Introduction: Despite the development of new therapies, pulmonary arterial hypertension (PAH) has a median survival of 6 - 7 years. This is likely because the currently approved therapies affect predominantly pulmonary vasoconstriction. The past two decades have witnessed greater insights into the pathogenesis of PAH, from the role of inflammation to molecular signaling and epigenetics. Multiple pharmacological agents targeting these newly identified pathways are currently being investigated in preclinical and early clinical studies.
Areas covered: Herein, the authors review the modalities targeting recently identified molecular targets in PAH. These include: prostaglandin receptor agonists, agents that alter the cyclic adenosine monophosphate and cyclic guanosine monophosphate pathways, vasoactive peptides, receptor tyrosine kinase inhibitors, Rho-kinase inhibitors, serotonin pathway inhibitors, anti-inflammatory agents, antioxidants, agents that alter nitric oxide signaling, various cardiac medications, mitochondrial metabolism modifying agents, epigenetic agents and cell-based therapies. The authors also address the gaps in the knowledge and explain why certain agents may or may not be promising PAH pharmacotherapeutics.
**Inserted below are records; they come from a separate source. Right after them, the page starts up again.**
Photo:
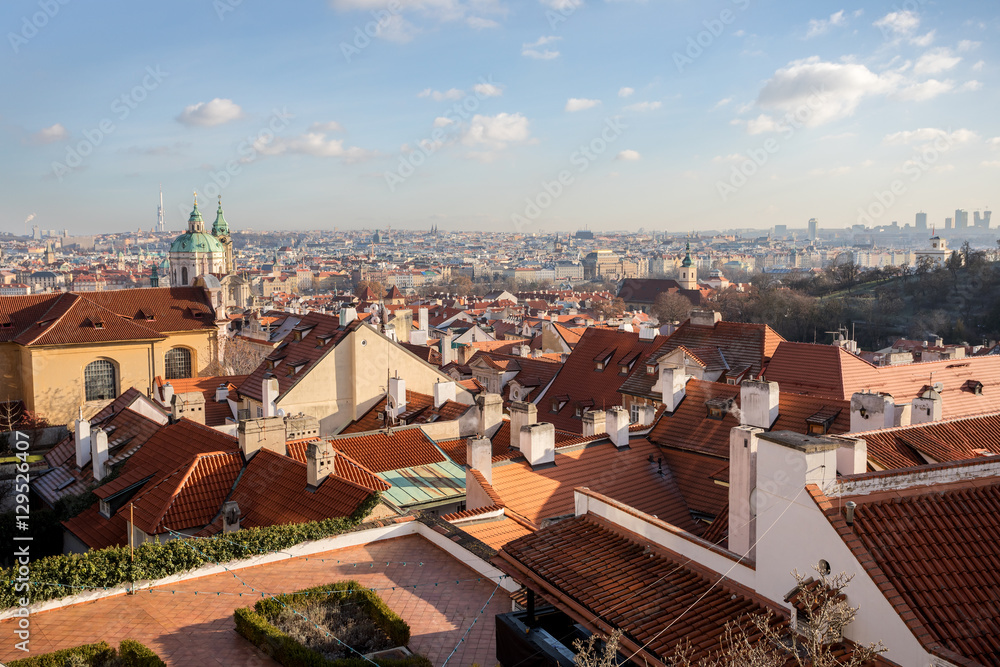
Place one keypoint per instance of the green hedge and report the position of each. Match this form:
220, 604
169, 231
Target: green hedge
129, 654
107, 568
254, 624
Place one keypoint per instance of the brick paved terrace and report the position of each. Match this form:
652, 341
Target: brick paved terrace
188, 629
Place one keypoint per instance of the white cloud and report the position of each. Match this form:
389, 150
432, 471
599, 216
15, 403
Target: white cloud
902, 23
497, 132
438, 96
936, 61
312, 143
533, 50
644, 106
929, 135
51, 134
332, 126
209, 114
479, 23
488, 90
820, 26
580, 104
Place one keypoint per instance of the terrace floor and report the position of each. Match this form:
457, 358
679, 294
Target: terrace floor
193, 625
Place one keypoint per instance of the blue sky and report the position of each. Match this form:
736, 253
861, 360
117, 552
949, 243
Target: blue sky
491, 115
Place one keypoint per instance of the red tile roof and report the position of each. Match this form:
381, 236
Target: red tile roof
579, 380
95, 317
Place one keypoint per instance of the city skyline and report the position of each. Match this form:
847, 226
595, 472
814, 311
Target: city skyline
683, 108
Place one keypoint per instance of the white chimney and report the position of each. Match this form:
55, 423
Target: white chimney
742, 484
538, 444
673, 385
81, 436
617, 424
269, 394
321, 461
168, 394
594, 422
347, 315
872, 411
443, 391
397, 395
759, 403
490, 413
522, 414
99, 453
479, 456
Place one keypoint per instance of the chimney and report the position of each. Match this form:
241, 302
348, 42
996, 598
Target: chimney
522, 414
925, 409
99, 453
479, 456
190, 404
672, 385
321, 460
230, 516
81, 436
742, 487
257, 434
168, 394
617, 424
347, 315
758, 403
872, 411
490, 413
397, 395
538, 444
269, 394
594, 422
705, 318
447, 352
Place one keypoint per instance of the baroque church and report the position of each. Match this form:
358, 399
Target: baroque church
205, 259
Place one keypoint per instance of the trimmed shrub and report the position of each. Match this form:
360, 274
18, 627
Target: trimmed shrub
107, 568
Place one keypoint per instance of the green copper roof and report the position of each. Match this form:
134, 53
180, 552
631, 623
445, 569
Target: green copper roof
221, 227
196, 242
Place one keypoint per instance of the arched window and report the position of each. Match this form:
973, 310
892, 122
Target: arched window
100, 380
178, 363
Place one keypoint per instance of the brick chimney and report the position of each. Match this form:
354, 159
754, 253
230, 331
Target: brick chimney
617, 422
81, 437
758, 403
321, 460
521, 414
264, 433
594, 422
99, 453
490, 413
538, 444
190, 404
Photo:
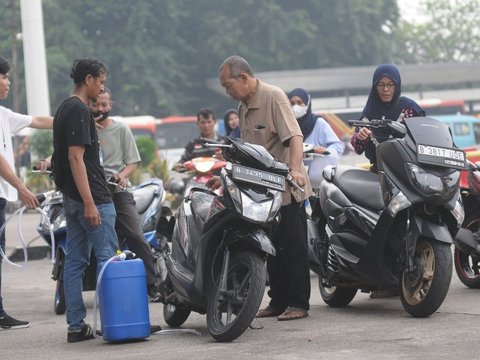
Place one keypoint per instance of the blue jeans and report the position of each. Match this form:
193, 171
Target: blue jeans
3, 203
81, 237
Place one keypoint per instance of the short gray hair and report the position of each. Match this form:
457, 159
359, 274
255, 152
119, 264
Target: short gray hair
237, 65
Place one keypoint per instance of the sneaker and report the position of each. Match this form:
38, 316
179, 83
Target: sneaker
154, 293
85, 333
7, 322
155, 328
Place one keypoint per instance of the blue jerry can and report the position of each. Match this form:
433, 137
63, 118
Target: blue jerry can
123, 301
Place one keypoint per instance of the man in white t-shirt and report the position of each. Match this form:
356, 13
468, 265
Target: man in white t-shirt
10, 184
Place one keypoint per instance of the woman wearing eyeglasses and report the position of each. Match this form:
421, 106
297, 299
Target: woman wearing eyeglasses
385, 100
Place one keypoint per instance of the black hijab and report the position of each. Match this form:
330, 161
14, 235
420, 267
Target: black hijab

Expert opinion: Newer agents target multiple pathways including vasoconstriction, cellular proliferation and inflammatory response. And while only a few of the current investigational drugs will likely be further developed, the authors expect that the next two decades will bring some major breakthroughs in PAH management.
Keywords: PAH; epigenetics; expert opinion; inflammation; investigational Drugs; pulmonary hypertension.